Trędowaty

Dalej powiedział Pan do Mojżesza i Aarona: „Jeżeli u kogoś na skórze ciała pojawi się nabrzmienie albo wysypka, albo biała plama, która na skórze jego ciała jest oznaką trądu, to przyprowadzą go do kapłana Aarona albo do jednego z jego synów kapłanów. Trędowaty, który podlega tej chorobie, będzie miał rozerwane szaty, włosy w nieładzie, brodę zasłoniętą i będzie wołać: „Nieczysty, nieczysty!” Przez cały czas trwania tej choroby będzie nieczysty. Będzie mieszkał w odosobnieniu. Jego mieszkanie będzie poza obozem. (Kpl 13, 1-2, 45-46)

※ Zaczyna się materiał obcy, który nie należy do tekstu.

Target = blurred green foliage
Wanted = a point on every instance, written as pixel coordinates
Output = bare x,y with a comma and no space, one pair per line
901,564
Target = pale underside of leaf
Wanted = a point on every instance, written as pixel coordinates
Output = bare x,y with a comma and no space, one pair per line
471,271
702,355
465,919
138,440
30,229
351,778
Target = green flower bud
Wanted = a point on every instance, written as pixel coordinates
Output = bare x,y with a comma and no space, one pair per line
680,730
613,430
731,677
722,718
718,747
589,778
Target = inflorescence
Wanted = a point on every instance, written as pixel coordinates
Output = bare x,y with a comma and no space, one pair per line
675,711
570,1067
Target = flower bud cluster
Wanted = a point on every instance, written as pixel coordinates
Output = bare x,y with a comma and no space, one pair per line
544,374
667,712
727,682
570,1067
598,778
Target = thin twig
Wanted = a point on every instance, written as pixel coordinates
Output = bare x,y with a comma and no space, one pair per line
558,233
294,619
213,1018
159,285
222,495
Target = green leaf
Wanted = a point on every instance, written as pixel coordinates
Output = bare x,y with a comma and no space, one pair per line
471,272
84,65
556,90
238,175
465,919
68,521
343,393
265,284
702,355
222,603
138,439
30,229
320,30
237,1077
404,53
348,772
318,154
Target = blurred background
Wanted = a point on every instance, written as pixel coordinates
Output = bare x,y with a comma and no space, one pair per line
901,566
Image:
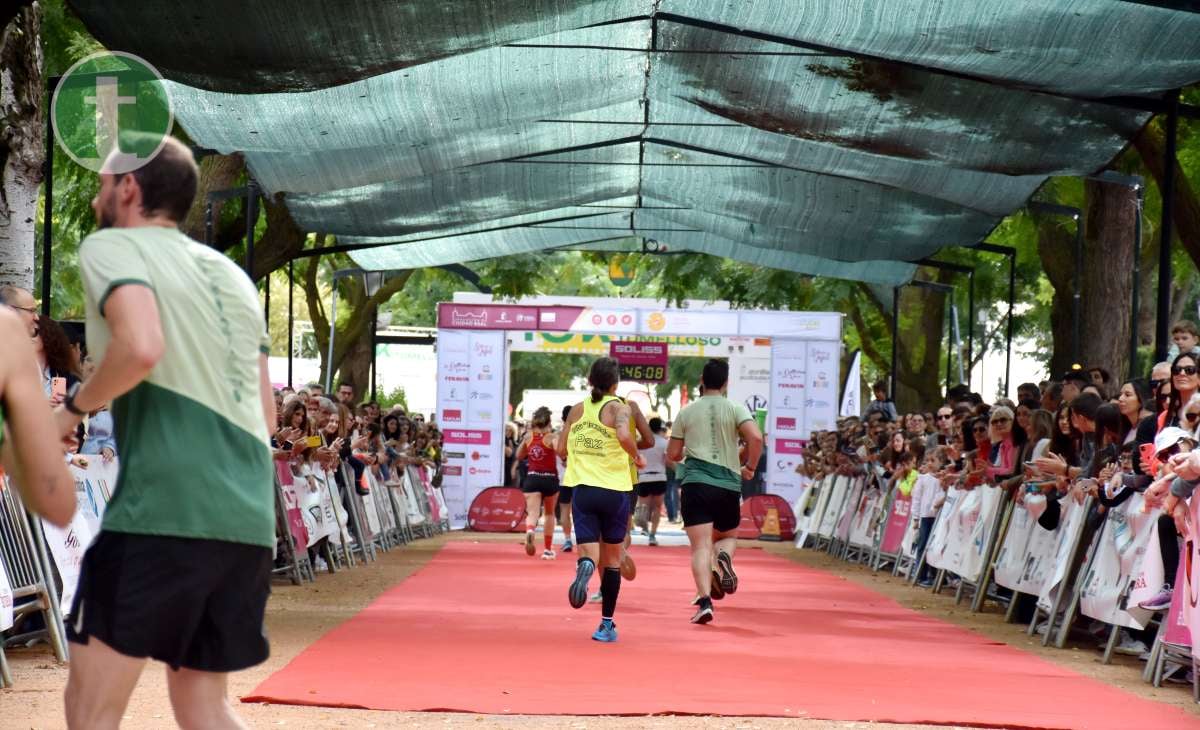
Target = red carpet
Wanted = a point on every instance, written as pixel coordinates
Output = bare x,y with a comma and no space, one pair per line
483,628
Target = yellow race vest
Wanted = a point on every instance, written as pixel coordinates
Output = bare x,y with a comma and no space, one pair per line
594,455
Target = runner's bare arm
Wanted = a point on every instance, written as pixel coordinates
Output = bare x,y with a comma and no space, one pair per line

Gdybym żył w czasach Mojżesza właśnie uznany byłbym za trędowatego i obowiązywałyby mnie wszystkie te restrykcje, bo całe moje ciało obsypane jest jedną wielką wysypką (choć z drugiej strony w czasach Mojżesza nie było antybiotyków – a więc nie ujawniłoby się takie uczulenie). Czy potrafiłbym żyć w takim wykluczeniu ze społeczności i w takim poniżeniu? Wołałbym przez cały dzień „Nieczysty, nieczysty!”? – zapewne właśnie to by było dla mnie najtrudniejsze (bo jak można się czuć zwracając na siebie uwagę?). W sumie jednak myślę, że przetrwałbym ten czas – bo czy i dziś nie bywa tak, że inni widzą we mnie trędowatego?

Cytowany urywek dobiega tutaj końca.